Dynamic SQL in Replication Server enhances replication performance by allowing Replication Server Data Server Interface (DSI) to prepare dynamic SQL statements at the target user database and to execute them repeatedly. Instead of sending SQL language commands to the target database, only the literals are sent on each execution, thereby eliminating the overheads brought by SQL statement syntax checks and optimized query plan builds.
You can use dynamic SQL in a user database connection for a language command if:
The command is insert, update, or delete.
There are no text, image, or java columns in the command.
There are no NULL values in the where clause for update or delete command.
There are no more than 255 parameters in the command:
insert commands can have no more than 255 columns.
update commands can have no more than 255 columns in the set clause and where clauses combined.
delete commands can have no more than 255 columns in the where clause.
The command does not use user-defined function strings.
Configure dynamic SQL at a server or a connection level by issuing the following commands:
configure replication server set { dynamic_sql | dynamic_sql_cache_size | dynamic_sql_cache_management } to value alter connection to server.db set { dynamic_sql | dynamic_sql_cache_size | dynamic_sql_cache_management } to value
The server-level configurations provide the default values for the connections created or started in the future. For database level configurations:
dynamic_sql – turns dynamic SQL on or off for a connection. Other dynamic SQL related configuration parameters take effect only if this parameter is set to on.
dynamic_sql_cache_size – tells the Replication Server how many database objects may use the dynamic SQL for a connection.
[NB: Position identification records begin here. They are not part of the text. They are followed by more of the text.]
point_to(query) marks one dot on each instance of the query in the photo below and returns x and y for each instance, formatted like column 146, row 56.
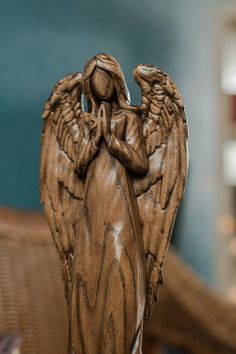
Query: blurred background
column 193, row 41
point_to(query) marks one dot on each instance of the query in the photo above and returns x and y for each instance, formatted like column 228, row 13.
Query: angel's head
column 103, row 80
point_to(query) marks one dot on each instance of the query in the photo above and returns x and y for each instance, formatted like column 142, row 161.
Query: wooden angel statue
column 112, row 178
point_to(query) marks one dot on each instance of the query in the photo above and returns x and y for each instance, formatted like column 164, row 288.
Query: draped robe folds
column 108, row 285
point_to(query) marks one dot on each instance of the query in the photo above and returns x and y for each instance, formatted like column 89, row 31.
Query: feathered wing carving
column 61, row 188
column 159, row 193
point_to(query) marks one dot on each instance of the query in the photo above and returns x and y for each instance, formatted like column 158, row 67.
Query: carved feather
column 61, row 188
column 160, row 191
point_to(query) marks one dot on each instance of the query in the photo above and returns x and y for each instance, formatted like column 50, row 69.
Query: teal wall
column 41, row 41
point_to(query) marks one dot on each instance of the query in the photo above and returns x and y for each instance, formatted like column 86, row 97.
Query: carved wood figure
column 112, row 178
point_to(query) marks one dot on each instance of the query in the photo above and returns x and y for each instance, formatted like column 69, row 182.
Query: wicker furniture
column 32, row 304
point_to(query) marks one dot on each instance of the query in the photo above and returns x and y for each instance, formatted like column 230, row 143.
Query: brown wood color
column 188, row 316
column 112, row 179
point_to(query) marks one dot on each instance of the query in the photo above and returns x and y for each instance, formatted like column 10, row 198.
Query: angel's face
column 102, row 84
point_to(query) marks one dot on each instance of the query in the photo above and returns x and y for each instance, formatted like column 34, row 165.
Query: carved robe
column 108, row 285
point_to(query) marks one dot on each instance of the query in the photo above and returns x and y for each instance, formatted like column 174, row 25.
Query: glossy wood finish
column 111, row 181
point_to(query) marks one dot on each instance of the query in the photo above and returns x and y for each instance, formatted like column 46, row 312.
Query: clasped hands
column 103, row 124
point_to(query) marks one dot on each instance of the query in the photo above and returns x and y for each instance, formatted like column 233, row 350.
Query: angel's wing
column 160, row 191
column 61, row 189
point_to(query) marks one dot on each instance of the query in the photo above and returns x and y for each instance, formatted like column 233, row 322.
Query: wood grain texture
column 111, row 182
column 189, row 315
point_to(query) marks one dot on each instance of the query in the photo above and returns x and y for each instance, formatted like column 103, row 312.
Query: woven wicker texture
column 188, row 315
column 32, row 300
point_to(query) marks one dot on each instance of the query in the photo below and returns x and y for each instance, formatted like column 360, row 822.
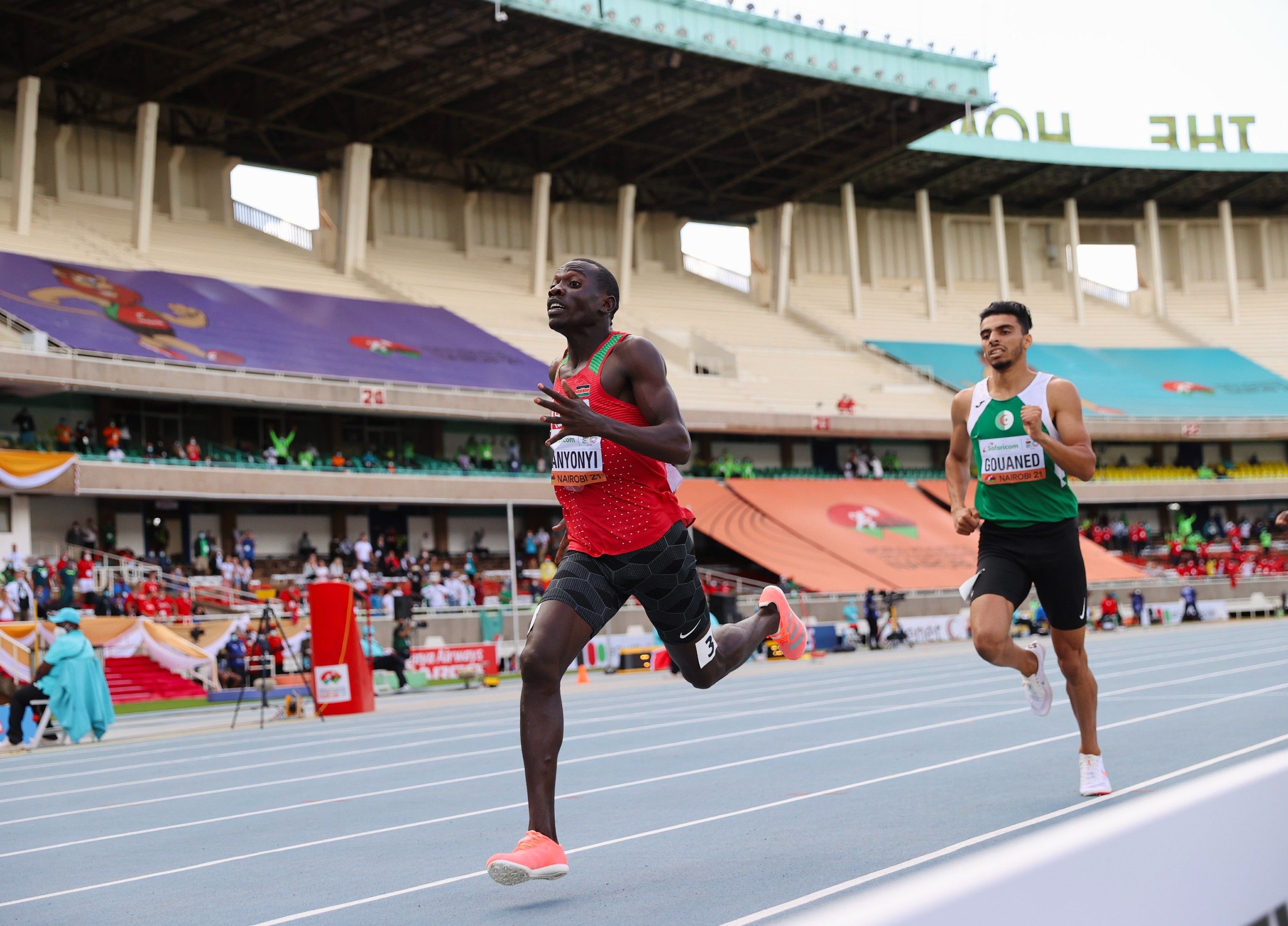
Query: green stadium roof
column 1035, row 178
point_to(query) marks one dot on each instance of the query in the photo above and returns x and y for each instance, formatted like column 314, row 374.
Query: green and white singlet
column 1018, row 483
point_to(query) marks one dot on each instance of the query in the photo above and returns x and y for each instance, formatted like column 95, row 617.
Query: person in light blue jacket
column 74, row 683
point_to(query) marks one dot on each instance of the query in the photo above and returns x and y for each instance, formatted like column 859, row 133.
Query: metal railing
column 717, row 273
column 274, row 224
column 1090, row 288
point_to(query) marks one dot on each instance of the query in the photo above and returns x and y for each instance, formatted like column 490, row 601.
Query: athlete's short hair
column 606, row 281
column 1009, row 308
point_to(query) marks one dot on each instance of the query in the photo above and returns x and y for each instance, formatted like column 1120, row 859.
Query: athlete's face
column 575, row 299
column 1002, row 342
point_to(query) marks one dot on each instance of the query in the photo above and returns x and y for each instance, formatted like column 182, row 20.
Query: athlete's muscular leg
column 558, row 634
column 735, row 646
column 991, row 630
column 1079, row 683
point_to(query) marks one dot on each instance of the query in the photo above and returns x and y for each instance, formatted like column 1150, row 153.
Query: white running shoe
column 1092, row 776
column 1037, row 690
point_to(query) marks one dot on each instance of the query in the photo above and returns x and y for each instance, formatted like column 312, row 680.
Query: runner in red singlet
column 617, row 437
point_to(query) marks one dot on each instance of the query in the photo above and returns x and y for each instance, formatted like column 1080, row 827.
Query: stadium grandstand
column 204, row 406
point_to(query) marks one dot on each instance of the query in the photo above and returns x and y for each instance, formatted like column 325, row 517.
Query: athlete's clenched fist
column 966, row 519
column 1031, row 416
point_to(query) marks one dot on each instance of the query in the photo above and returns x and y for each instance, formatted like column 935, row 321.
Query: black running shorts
column 664, row 576
column 1047, row 557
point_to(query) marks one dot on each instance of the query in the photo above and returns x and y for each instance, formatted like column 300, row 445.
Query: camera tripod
column 268, row 620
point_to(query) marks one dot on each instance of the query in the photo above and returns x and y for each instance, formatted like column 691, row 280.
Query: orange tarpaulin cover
column 31, row 469
column 845, row 535
column 1102, row 566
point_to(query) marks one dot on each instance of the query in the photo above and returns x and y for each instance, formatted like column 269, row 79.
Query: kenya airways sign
column 445, row 662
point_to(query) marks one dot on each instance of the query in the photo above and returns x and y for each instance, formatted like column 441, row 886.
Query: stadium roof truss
column 713, row 112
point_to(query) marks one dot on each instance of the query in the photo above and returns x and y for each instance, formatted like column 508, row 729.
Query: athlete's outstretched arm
column 664, row 437
column 1072, row 453
column 957, row 468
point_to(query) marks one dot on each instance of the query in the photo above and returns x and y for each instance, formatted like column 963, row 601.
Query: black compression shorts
column 1047, row 557
column 664, row 576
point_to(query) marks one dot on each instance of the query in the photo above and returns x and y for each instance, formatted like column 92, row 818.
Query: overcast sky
column 1110, row 63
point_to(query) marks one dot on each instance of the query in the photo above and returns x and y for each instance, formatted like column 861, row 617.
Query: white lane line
column 393, row 725
column 615, row 788
column 1004, row 831
column 320, row 911
column 603, row 733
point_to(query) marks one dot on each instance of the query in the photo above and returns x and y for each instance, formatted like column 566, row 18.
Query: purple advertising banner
column 213, row 322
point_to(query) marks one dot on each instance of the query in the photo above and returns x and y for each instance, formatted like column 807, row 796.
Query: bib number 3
column 706, row 650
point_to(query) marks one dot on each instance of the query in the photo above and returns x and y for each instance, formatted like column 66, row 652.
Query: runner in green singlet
column 1023, row 433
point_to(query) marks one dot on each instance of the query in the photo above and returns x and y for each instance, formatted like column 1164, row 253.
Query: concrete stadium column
column 226, row 177
column 852, row 247
column 625, row 237
column 874, row 230
column 145, row 174
column 946, row 237
column 928, row 250
column 783, row 259
column 1183, row 249
column 1155, row 239
column 1071, row 219
column 351, row 253
column 61, row 141
column 1004, row 271
column 471, row 221
column 1026, row 280
column 1232, row 266
column 1264, row 252
column 174, row 181
column 540, row 234
column 25, row 154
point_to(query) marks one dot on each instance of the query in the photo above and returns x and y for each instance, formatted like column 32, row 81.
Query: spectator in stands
column 390, row 662
column 247, row 546
column 26, row 428
column 73, row 680
column 111, row 437
column 62, row 436
column 360, row 577
column 20, row 598
column 433, row 593
column 86, row 577
column 232, row 662
column 870, row 615
column 1192, row 608
column 362, row 550
column 40, row 584
column 1110, row 611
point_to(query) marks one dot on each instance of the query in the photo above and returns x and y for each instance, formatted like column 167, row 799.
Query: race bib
column 1012, row 459
column 579, row 461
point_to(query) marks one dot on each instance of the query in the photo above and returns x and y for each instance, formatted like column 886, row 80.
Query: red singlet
column 614, row 499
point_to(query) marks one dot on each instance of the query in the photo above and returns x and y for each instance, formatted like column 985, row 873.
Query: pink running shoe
column 536, row 858
column 791, row 635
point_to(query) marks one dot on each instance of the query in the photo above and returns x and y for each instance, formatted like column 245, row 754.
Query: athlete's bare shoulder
column 1063, row 393
column 961, row 405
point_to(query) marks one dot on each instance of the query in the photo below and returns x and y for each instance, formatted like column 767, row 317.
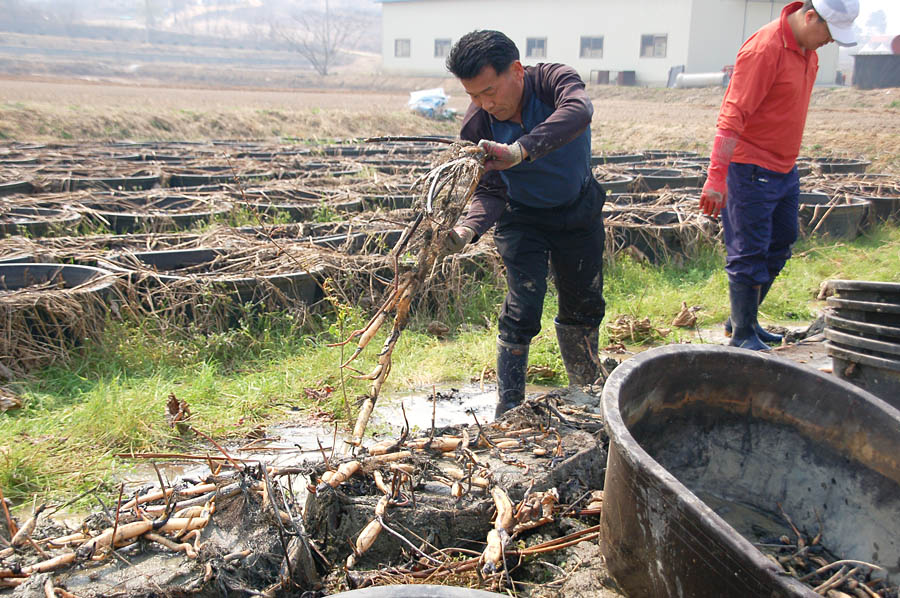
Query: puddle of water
column 293, row 444
column 750, row 522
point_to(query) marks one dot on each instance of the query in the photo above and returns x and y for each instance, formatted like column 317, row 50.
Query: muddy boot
column 744, row 305
column 578, row 347
column 512, row 361
column 763, row 334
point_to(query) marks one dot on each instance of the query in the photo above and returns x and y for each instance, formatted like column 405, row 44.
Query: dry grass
column 841, row 122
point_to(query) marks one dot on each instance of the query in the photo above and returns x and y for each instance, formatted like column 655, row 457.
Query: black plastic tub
column 872, row 312
column 15, row 187
column 870, row 370
column 302, row 212
column 841, row 165
column 169, row 266
column 17, row 258
column 668, row 154
column 18, row 276
column 862, row 326
column 416, row 591
column 706, row 442
column 839, row 218
column 659, row 239
column 618, row 183
column 37, row 222
column 126, row 183
column 597, row 160
column 175, row 212
column 375, row 242
column 653, row 179
column 867, row 290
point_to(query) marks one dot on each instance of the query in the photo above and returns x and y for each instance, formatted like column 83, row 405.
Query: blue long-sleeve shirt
column 555, row 131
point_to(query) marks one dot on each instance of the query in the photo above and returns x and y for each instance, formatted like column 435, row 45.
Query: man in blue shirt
column 533, row 123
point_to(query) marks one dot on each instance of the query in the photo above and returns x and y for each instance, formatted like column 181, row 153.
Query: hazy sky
column 891, row 8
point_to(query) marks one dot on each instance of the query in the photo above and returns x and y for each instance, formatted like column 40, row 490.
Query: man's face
column 499, row 95
column 816, row 32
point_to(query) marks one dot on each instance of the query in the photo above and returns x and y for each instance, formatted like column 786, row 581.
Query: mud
column 242, row 549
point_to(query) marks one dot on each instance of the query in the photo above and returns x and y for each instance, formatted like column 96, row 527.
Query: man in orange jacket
column 752, row 179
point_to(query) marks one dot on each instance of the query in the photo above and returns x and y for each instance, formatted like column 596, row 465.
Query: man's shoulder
column 476, row 124
column 766, row 39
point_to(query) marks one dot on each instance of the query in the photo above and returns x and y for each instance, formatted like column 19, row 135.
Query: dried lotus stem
column 24, row 534
column 343, row 473
column 493, row 553
column 506, row 518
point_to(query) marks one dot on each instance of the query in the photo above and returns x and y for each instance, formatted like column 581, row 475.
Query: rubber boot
column 763, row 334
column 578, row 347
column 512, row 361
column 744, row 306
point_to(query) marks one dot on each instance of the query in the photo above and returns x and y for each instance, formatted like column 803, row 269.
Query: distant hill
column 214, row 23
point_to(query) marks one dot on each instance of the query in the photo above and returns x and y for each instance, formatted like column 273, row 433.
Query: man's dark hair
column 477, row 49
column 807, row 5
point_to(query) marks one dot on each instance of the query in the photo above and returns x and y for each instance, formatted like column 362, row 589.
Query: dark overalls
column 554, row 222
column 759, row 222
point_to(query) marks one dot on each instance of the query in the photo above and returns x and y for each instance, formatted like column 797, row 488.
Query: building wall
column 702, row 35
column 620, row 22
column 720, row 27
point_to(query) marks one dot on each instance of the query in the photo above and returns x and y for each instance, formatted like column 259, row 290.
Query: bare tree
column 318, row 37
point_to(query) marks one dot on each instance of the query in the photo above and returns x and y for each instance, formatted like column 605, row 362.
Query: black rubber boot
column 512, row 361
column 744, row 305
column 763, row 334
column 578, row 347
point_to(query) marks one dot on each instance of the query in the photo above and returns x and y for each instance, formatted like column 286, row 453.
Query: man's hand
column 715, row 190
column 501, row 156
column 457, row 239
column 712, row 202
This parameter is provided to limit the resource demand on the data server.
dynamic_sql_cache_management – manages the dynamic SQL cache for a connection. Once the dynamic SQL statements reaches dynamic_sql_cache_size for a connection, it either stops allocating new dynamic SQL statements if the value is fixed, or it keeps the most recently used statements and deallocates the rest to allocate new statements if the value is mru.
Dynamic SQL has these limitations:
If a table is replicated to a standby or MSA connection using an internal replication definition, and dynamic SQL is enabled for the connection, any new replication definition for the table should define the column order consistent with the column order in the primary database. Otherwise, the existing prepared statements may be invalidated, and may require the standby or MSA connection to be restarted.
Dynamic SQL requires ASE or DirectConnect 12.6.1 ESD#2 for UDB as target database.